Wu transforms steel from ancient Chinese seashells into kitchen knives that he sells in his workshop.
“It’s about turning war and conflict into something constructive,” he says before getting to work with a sharp torch on the shell.
Less than 30 minutes later, Wu turned him into a knife.
“I see what I’m making here as a symbol of peace at a time when we are heading dangerously towards war.”
For Kinmen, there are legitimate reasons to be concerned, according to Chen Fang-Yu, who is an assistant professor at Soochow University in Taipei and studies political relations between Taiwan, China and the United States.
He says that even though China now has ballistic missiles and aircraft carrierswhich diminish Kinmen’s strategic importance as a launching pad for any invasion of Taiwan, the island retains symbolic significance.

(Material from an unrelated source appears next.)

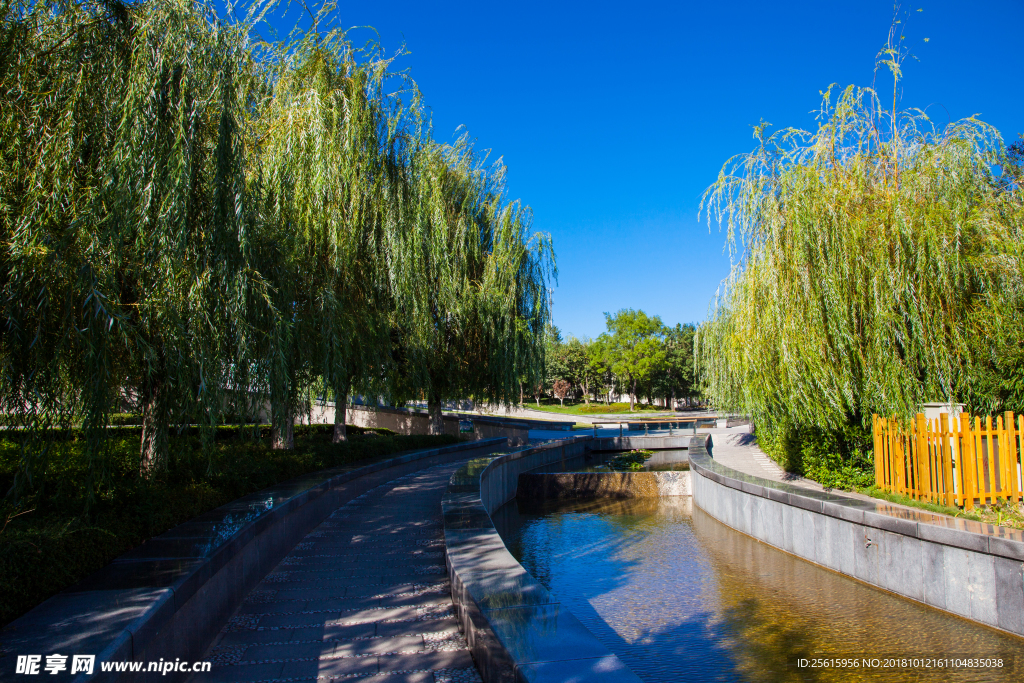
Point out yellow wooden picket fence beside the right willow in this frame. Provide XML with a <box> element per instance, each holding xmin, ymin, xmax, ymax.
<box><xmin>872</xmin><ymin>413</ymin><xmax>1024</xmax><ymax>510</ymax></box>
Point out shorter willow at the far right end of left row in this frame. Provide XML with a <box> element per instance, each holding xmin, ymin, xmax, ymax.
<box><xmin>394</xmin><ymin>135</ymin><xmax>554</xmax><ymax>433</ymax></box>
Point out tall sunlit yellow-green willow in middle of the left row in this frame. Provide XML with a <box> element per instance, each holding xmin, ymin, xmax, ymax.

“As tensions rise between China and Taiwan, the leadership of the Communist Party of China [CCP[ might end up in a situation where they need a tangible win in the Taiwan Strait but are not ready for an all-out assault on Taiwan. In that scenario, seizing the largely demilitarised outlying Taiwanese islands of Kinmen and Matsu could provide a symbolic victory for the CCP; akin to what Russia did with Crimea in 2014.”
Kuan-Lin Yu prays that Kinmen will not suffer the same fate as Crimea, which was annexed by Moscow.
“But that is not really in my hands or the hands of the Kinmenese. We are just a small fish in a strait of leviathans.”